八百屋に来ている他の客に聞いてみたが、すっかり霊媒師の夢中になっているものが多いようだった。聖書を交えながら危険である事を説明してもなかなか伝わらない。むしろ、頭が硬い人扱いされてしまった。
「ところで、志乃さん。身体の調子はどうだい?」
向井と話し終えた八百屋のご主人は、私に話を振ってきた。
「ええ。ちぃっと前はつわりが酷くて大変だったけれど、今はもう大丈夫。この前は葡萄を負けてくれてありがうね」
私が笑顔で礼を言うと八百屋のご主人は、何がおかしいのか笑い始めた。
「俺は、あんな堅物そうな隆さんが志乃さんと結婚出来たのが信じられない」
「八百屋のおっちゃん、僕もだよ。本当に隆は堅物で、女性に好かれない男だったんですよ」
向井も笑ながら話す。隆さんが女性に好かれないという話は前にも聞いた事があるが、私は信じられない気持ちだ。あんなに誠実で優しい人はいないのに。

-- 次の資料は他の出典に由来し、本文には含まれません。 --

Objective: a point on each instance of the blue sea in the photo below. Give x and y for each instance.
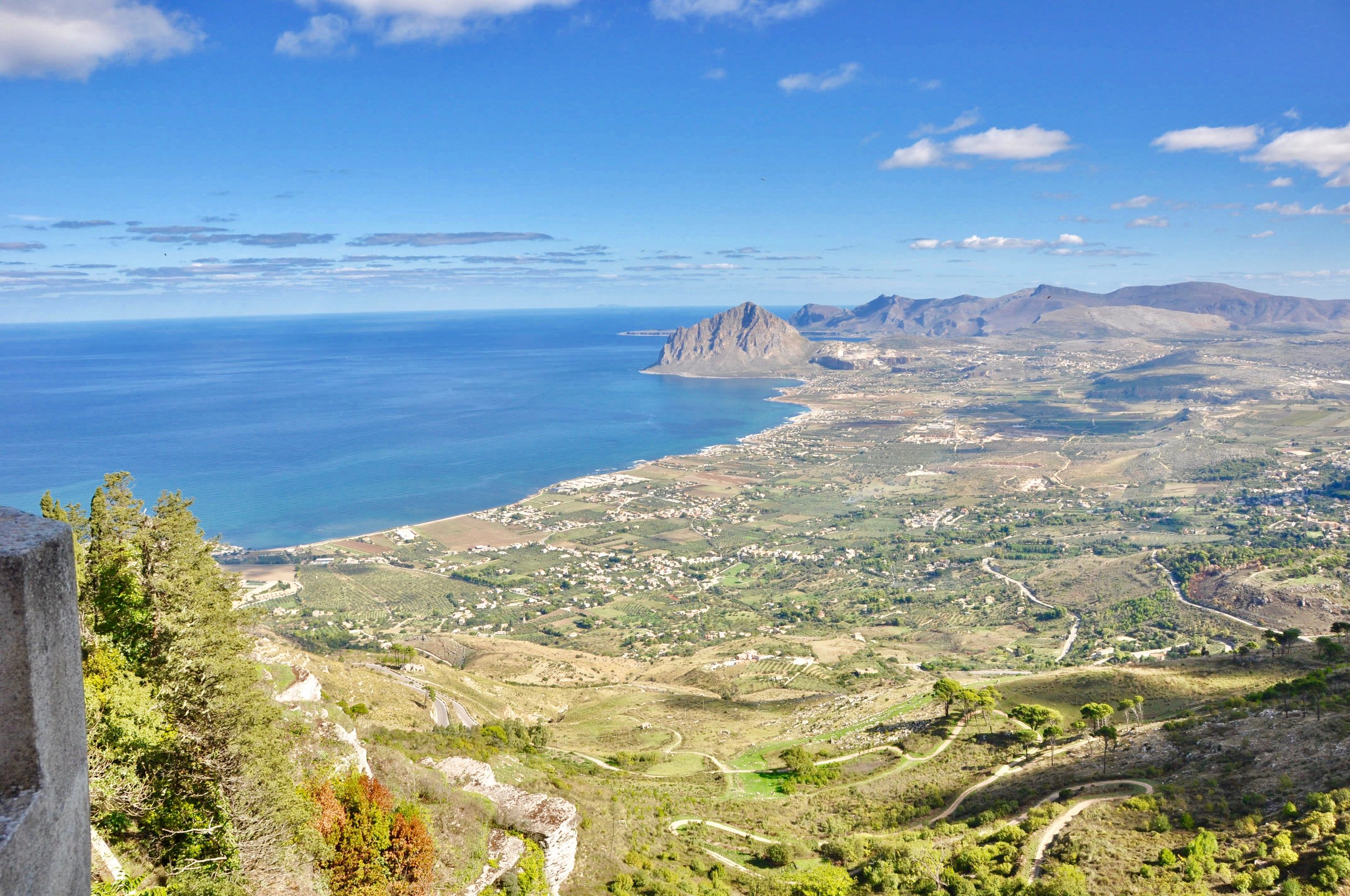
(295, 430)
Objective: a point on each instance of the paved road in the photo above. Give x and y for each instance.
(1027, 593)
(1176, 590)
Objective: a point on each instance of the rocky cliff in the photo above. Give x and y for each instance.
(743, 341)
(549, 819)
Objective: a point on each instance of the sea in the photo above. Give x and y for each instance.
(296, 430)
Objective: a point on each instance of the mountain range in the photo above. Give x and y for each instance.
(1173, 308)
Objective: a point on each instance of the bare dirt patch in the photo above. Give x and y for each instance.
(461, 533)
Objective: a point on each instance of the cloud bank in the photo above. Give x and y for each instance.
(72, 38)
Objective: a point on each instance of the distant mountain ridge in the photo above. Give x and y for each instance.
(1024, 309)
(741, 341)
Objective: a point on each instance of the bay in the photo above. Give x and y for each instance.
(295, 430)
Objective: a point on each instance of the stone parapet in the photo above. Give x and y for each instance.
(44, 759)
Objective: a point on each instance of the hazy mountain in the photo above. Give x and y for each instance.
(978, 316)
(746, 339)
(1084, 322)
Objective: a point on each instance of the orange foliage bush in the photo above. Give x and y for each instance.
(379, 848)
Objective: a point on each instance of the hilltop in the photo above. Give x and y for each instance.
(1144, 311)
(746, 339)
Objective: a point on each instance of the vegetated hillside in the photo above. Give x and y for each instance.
(1029, 308)
(741, 341)
(1082, 322)
(1186, 376)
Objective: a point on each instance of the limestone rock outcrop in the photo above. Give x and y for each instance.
(549, 819)
(743, 341)
(306, 689)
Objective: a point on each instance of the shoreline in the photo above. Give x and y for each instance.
(785, 396)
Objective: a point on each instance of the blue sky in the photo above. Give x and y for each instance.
(273, 157)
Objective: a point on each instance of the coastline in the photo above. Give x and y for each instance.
(786, 395)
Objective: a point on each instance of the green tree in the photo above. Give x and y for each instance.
(822, 880)
(1052, 735)
(948, 691)
(1109, 736)
(183, 751)
(1035, 716)
(1097, 714)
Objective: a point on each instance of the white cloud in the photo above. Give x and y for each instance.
(832, 80)
(1138, 201)
(325, 36)
(1011, 144)
(757, 11)
(71, 38)
(997, 144)
(1229, 139)
(921, 154)
(997, 242)
(685, 266)
(962, 122)
(1294, 208)
(407, 21)
(1324, 150)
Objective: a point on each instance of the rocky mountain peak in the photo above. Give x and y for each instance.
(741, 341)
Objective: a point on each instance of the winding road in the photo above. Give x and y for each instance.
(1059, 824)
(1176, 590)
(439, 710)
(1027, 593)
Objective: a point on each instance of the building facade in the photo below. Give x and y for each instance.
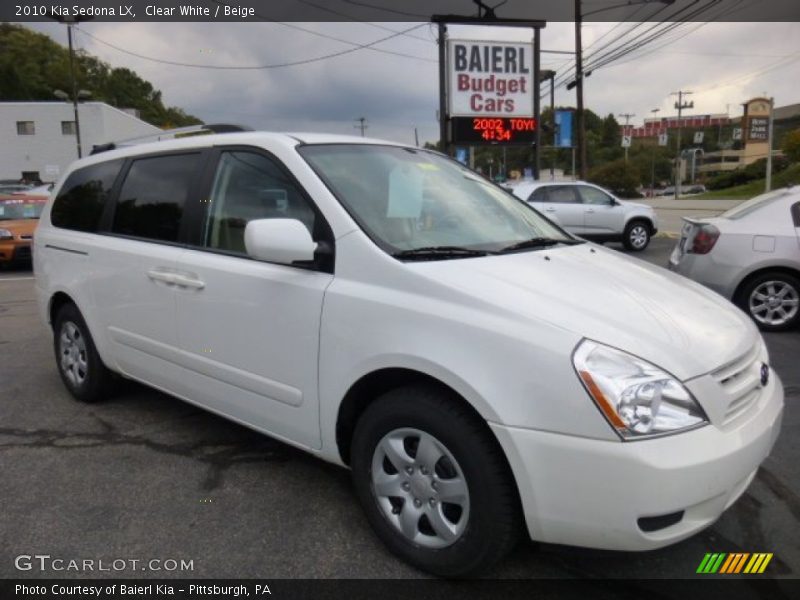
(38, 141)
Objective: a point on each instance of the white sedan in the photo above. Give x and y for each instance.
(591, 212)
(749, 254)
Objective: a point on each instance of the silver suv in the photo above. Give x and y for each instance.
(591, 212)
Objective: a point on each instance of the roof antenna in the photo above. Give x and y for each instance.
(487, 11)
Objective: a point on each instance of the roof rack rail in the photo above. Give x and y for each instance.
(171, 134)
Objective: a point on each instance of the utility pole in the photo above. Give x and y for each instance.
(768, 180)
(627, 120)
(680, 105)
(581, 122)
(655, 112)
(362, 125)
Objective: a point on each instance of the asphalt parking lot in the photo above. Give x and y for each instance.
(145, 476)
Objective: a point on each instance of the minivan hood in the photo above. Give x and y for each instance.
(610, 298)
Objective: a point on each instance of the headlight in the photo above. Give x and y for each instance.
(638, 399)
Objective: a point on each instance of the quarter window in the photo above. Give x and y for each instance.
(26, 128)
(249, 186)
(80, 203)
(152, 198)
(593, 195)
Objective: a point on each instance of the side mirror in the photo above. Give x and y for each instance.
(279, 240)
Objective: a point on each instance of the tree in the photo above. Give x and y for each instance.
(791, 145)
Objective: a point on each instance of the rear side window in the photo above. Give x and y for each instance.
(80, 203)
(538, 195)
(561, 195)
(592, 195)
(153, 195)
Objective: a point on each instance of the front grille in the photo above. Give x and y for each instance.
(740, 381)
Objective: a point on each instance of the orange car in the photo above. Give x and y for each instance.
(19, 215)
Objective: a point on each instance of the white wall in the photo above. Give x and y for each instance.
(100, 123)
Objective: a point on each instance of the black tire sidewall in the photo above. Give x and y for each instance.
(477, 547)
(626, 236)
(92, 388)
(744, 299)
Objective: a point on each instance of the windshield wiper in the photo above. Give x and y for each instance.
(538, 242)
(439, 252)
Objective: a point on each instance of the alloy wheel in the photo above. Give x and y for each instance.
(774, 303)
(72, 346)
(420, 488)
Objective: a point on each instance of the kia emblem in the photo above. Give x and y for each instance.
(764, 374)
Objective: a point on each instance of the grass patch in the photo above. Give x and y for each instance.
(787, 177)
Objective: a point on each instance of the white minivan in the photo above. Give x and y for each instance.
(480, 371)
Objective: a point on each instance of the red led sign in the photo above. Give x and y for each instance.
(494, 130)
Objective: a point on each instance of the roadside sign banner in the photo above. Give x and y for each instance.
(490, 78)
(563, 120)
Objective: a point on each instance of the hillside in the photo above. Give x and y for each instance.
(32, 66)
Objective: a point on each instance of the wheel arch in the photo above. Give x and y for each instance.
(372, 385)
(57, 300)
(761, 270)
(644, 218)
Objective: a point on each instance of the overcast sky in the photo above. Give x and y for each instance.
(723, 63)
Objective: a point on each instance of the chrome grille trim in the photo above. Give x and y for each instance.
(741, 383)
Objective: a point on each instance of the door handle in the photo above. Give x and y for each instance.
(159, 275)
(188, 281)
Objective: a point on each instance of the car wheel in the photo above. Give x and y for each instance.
(78, 362)
(636, 236)
(434, 483)
(772, 300)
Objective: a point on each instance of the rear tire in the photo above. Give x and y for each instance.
(77, 360)
(636, 236)
(772, 300)
(434, 483)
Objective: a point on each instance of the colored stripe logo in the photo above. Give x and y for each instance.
(735, 562)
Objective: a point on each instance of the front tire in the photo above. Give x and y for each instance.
(434, 483)
(79, 364)
(636, 236)
(772, 300)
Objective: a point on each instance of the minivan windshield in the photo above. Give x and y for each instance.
(418, 204)
(20, 209)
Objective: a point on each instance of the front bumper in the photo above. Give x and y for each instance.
(592, 493)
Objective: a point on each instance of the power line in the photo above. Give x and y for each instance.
(355, 20)
(271, 66)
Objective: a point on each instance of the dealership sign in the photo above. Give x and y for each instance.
(490, 79)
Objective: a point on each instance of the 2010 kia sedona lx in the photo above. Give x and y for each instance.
(481, 371)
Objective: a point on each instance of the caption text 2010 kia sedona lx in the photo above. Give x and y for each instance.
(482, 372)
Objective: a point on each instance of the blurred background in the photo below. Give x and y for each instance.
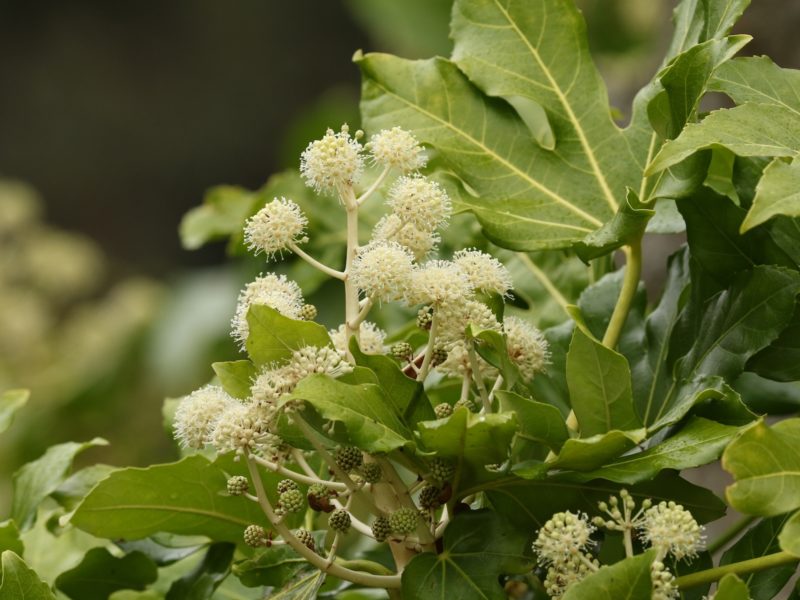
(116, 117)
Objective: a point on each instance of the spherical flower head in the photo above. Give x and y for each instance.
(420, 201)
(484, 271)
(197, 415)
(275, 227)
(419, 241)
(382, 270)
(332, 162)
(239, 428)
(270, 384)
(527, 347)
(370, 338)
(397, 148)
(671, 529)
(309, 360)
(275, 291)
(438, 283)
(564, 536)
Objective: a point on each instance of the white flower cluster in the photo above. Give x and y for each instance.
(562, 546)
(275, 227)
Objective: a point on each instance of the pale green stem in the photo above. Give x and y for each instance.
(730, 533)
(315, 263)
(426, 362)
(630, 284)
(746, 566)
(335, 569)
(299, 477)
(337, 470)
(476, 375)
(371, 189)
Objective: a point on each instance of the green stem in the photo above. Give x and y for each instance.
(746, 566)
(730, 533)
(630, 283)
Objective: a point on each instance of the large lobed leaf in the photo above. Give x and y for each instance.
(765, 463)
(479, 547)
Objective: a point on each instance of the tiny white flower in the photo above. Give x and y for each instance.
(311, 359)
(671, 529)
(419, 241)
(276, 226)
(527, 347)
(382, 270)
(484, 271)
(439, 282)
(418, 200)
(197, 414)
(370, 336)
(397, 148)
(333, 161)
(275, 291)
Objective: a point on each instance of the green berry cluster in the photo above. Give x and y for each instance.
(340, 520)
(306, 538)
(402, 351)
(441, 470)
(238, 485)
(349, 458)
(381, 529)
(443, 410)
(256, 537)
(403, 521)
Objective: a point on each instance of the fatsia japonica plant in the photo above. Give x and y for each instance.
(430, 441)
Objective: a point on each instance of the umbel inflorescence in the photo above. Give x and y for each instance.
(447, 298)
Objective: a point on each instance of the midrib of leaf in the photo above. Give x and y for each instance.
(609, 196)
(167, 508)
(511, 167)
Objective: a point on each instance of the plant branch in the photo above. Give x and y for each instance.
(746, 566)
(633, 269)
(315, 263)
(335, 569)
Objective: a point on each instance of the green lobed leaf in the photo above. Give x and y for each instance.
(36, 480)
(9, 538)
(10, 402)
(731, 587)
(599, 382)
(186, 497)
(778, 193)
(19, 582)
(586, 454)
(528, 198)
(765, 463)
(201, 582)
(789, 538)
(406, 395)
(273, 337)
(628, 579)
(530, 503)
(699, 442)
(470, 440)
(236, 377)
(761, 540)
(479, 547)
(372, 422)
(100, 574)
(747, 130)
(538, 422)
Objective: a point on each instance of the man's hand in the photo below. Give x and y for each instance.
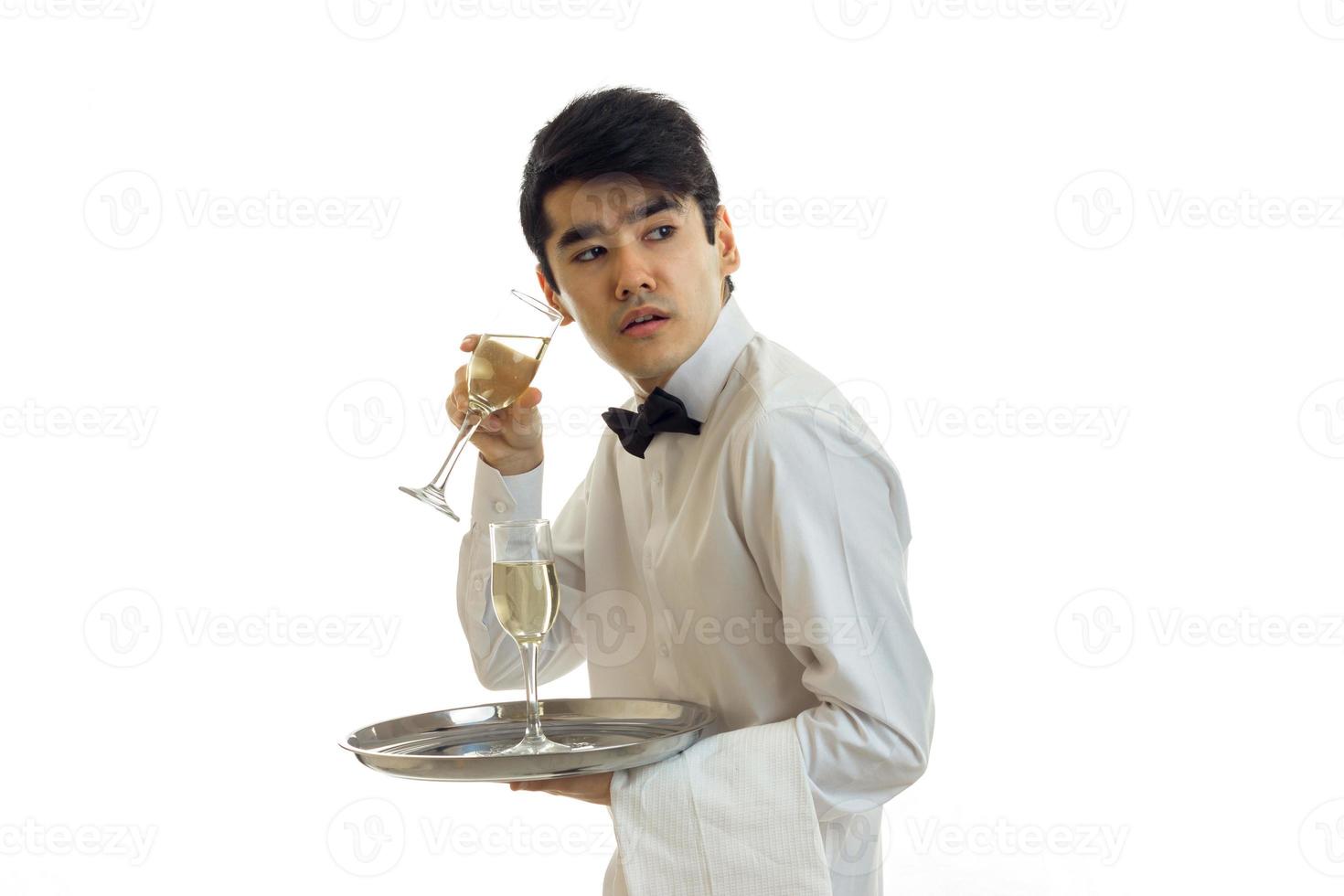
(594, 789)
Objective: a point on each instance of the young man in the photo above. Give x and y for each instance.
(741, 541)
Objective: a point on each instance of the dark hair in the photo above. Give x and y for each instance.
(617, 131)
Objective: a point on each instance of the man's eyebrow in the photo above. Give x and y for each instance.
(578, 232)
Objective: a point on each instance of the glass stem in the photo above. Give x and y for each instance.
(464, 432)
(534, 713)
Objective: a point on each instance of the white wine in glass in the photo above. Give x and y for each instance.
(502, 367)
(526, 595)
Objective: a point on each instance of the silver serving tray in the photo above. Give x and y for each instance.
(625, 732)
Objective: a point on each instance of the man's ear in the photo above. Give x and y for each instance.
(552, 298)
(726, 242)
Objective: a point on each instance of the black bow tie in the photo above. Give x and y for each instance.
(660, 412)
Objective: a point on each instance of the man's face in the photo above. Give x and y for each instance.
(618, 245)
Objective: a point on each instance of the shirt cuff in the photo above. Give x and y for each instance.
(506, 497)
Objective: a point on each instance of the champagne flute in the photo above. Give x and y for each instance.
(502, 367)
(526, 594)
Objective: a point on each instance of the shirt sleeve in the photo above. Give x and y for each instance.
(500, 498)
(824, 516)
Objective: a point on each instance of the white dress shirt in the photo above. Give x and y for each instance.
(758, 569)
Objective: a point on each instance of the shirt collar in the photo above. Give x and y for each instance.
(703, 375)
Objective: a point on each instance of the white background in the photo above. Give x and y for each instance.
(1077, 211)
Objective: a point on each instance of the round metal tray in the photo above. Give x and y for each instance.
(438, 746)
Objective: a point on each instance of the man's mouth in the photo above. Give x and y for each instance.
(644, 324)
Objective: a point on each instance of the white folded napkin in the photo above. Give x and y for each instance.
(730, 816)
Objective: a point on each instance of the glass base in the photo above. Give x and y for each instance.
(432, 496)
(526, 747)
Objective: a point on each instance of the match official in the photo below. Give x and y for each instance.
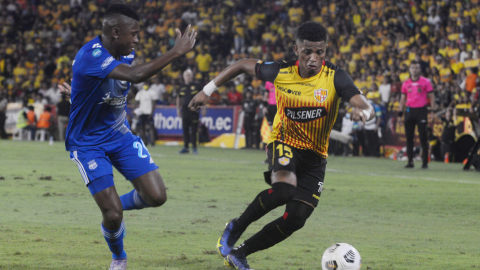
(416, 93)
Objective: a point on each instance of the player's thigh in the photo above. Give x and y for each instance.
(310, 177)
(93, 163)
(131, 158)
(282, 163)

確かに真面目過ぎるところは賜玉に瑕だし、初対面では厳しそうな人に見えるが。
「隆は花畑令嬢に特に嫌われてたな」
ぽつりと向井がつぶやいた。
「花畑令嬢?え、誰?初めて聞く名前なんですけど」
向井は明らかの口を滑らせていたようだ。「しまった!」という顔をしていた。
「いや、何でもないよ」
「え、気になる……」
とても気になってしまった。また隆さんの周囲に女性がいたという事なのだろうか。
「ああ、俺はこれから聞き込みに行かなきゃ!」
向井に詳しく事情を聞こうとしたが、逃げられてしまった。
一人残された私は、胸に不安が溜まって行った。
ただ、清美さんの時の事を思いだす。大騒ぎして、また何か罪を犯す可能性もある。私はとりあえず深呼吸をし、冷静さを取り戻す。この事は、隆さんに直接聞けばいいのだ。私が信頼する大好きな夫が、何か嘘をつくはずもない。